There are two reasons for the eye contact/connection on the forward sends:
first, it is to train us humans to watch the dogs – the earlier we brainwash ourselves to connect, the better we will be at it when we need it on course. And, by watching more, we maintain criteria better – so the clicks are better. When we watch the prop/toy too much, we tend to not be as good in the clicks (late, early, etc).
second, the soft use of arm and eye contact helps us ‘steer’ with our shoulders. Most (all?) handling systems basically agree that our upper bodies show the dogs which line to be on in the present – our shoulders/chest point out the line very clearly as a much strong cue than our hands/arms. So by connecting to the dog’s eyes a bit more, we are turning our shoulders/chest to the exact line more clearly and giving very clear info as to which side of us we want the pups to be on. When we are more peripheral and pointing forward more, we are actually turning our chest/shoulders slightly away from the line we want and softening the side info. That is when we get errors on course (and in this game too). It has been fascinating to watch that happen in every system of handling! Over time, we can soften the connection and use more hands, but that is when the dogs are more experienced and can read context, understand verbals, etc.That builds into your next question:
>> For the forward send we look at our dogs
Yes, because of where it points your chest/shoulders/connection: to the line we want the pup to take
>>but farther in the video if we have pivoted we should look behind at the target.
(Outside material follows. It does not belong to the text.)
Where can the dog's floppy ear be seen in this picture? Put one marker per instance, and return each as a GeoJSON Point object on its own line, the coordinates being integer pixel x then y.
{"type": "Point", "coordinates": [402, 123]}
Yes – for the same reason π When the pup is in front of me and I am sending him behind me (like the exit of a fancy move such as a ketchsker), if I look forward at him and only point back, he is unlikely to go (very experienced dogs will, but youngsters will ask questions). But, if we let the puppy see us shift our connection, what we are actually doing is also showing a chest rotation/shoulder rotation to point out the line, so they are more likely to go. And it builds value for that shoulder rotation to get more subtle and for us to be able to add countermotion, so down the road as adults they will be perfectly fine with us NOT connecting and still getting commitment π
>>I am a noob to your handling system so any help you can give me would be awesome.
These are great questions. Let me know if it makes sense!
Tracy
Tracy Sklenar
KeymasterHello to you and the fluffy-brother-from-another-mother!!! Looking forward to seeing you again in class tonight. I love the photo, he is looking so grown up!